Sering disalahpahami
Salah Kaprah tentang Kejadian 4:26
✕ Sering dikira
"'Mulai memanggil nama TUHAN' di sini menunjukkan bahwa sebelumnya manusia tidak mengenal Allah sama sekali."
✓ Yang sebenarnya
Adam dan Hawa sudah berbicara langsung dengan Allah.
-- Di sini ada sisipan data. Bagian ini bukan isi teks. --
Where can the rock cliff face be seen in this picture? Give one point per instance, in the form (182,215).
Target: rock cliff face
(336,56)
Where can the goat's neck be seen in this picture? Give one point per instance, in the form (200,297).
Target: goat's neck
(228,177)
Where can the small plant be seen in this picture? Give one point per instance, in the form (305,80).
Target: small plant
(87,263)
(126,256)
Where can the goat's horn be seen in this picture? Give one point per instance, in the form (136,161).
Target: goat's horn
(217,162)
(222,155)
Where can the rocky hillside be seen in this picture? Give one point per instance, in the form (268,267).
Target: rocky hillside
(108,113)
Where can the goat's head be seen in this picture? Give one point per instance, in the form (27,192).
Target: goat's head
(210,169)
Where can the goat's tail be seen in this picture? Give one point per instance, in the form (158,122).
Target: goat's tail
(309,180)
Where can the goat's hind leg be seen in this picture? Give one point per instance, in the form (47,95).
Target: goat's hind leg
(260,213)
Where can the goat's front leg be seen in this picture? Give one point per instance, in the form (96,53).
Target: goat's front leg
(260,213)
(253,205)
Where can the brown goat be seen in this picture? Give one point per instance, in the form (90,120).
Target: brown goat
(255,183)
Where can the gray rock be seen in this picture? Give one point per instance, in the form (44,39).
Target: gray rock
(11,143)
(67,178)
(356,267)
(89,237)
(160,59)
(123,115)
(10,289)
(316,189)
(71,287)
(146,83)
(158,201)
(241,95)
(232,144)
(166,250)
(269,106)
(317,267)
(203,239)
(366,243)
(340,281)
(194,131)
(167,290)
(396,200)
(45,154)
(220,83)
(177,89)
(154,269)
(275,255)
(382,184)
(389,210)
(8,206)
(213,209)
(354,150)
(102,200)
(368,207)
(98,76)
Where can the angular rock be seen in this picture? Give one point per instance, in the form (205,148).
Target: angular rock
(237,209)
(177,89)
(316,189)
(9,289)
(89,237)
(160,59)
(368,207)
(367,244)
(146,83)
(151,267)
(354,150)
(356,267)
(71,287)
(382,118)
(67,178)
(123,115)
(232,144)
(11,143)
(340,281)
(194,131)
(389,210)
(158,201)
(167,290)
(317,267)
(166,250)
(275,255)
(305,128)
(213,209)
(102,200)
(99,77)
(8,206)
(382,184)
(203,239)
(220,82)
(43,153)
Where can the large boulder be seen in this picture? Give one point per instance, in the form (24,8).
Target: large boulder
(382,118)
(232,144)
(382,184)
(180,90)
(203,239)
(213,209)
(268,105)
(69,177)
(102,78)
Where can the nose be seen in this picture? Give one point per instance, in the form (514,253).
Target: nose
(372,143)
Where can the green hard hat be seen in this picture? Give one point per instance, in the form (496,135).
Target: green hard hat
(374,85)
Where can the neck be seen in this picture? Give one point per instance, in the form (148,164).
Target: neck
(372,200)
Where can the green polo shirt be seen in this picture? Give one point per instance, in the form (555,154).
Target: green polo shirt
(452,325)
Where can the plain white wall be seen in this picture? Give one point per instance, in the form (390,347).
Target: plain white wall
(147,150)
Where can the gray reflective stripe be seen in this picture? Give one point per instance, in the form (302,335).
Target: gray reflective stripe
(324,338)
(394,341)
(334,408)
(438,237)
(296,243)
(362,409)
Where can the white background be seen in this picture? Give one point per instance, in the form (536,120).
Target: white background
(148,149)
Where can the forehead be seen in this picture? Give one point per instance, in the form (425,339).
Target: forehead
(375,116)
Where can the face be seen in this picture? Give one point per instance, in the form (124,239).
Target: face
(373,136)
Kain juga bercakap-cakap dengan Allah (4:6-15). 'Mulai memanggil' menandai awal ibadah komunal yang terorganisir — bukan pertama kalinya ada kontak dengan Allah.
✕ Sering dikira
"Kejadian 4:26 kontradiksi dengan Keluaran 6:3 yang menyatakan YHWH belum dikenal sebelum Musa."
✓ Yang sebenarnya
Konteks Keluaran 6:3 berbicara tentang pemahaman penuh karakter YHWH sebagai Allah perjanjian yang menepati janji-Nya — yang baru sepenuhnya dinyatakan melalui pembebasan dari Mesir. Kejadian 4:26 tentang nama yang dipakai dalam ibadah. Ini dua tingkatan pengenalan yang berbeda, bukan kontradiksi.
Renungan
Renungan Singkat Kejadian 4:26
Kita dipanggil untuk tidak hanya percaya pada Tuhan, tetapi juga aktif memanggil nama-Nya setiap hari. Mulailah dengan membuat doa sebagai kebiasaan, bukan hanya saat butuh. Saat kita memanggil Tuhan, kita sedang membangun keintiman dengan-Nya dan menyadari kehadiran-Nya dalam setiap aspek hidup.
Ya Bapa, mampukan kami untuk selalu berdoa dan memanggil nama-Mu dalam setiap keadaan; jadikan doa sebagai napas hidup kami. Amin.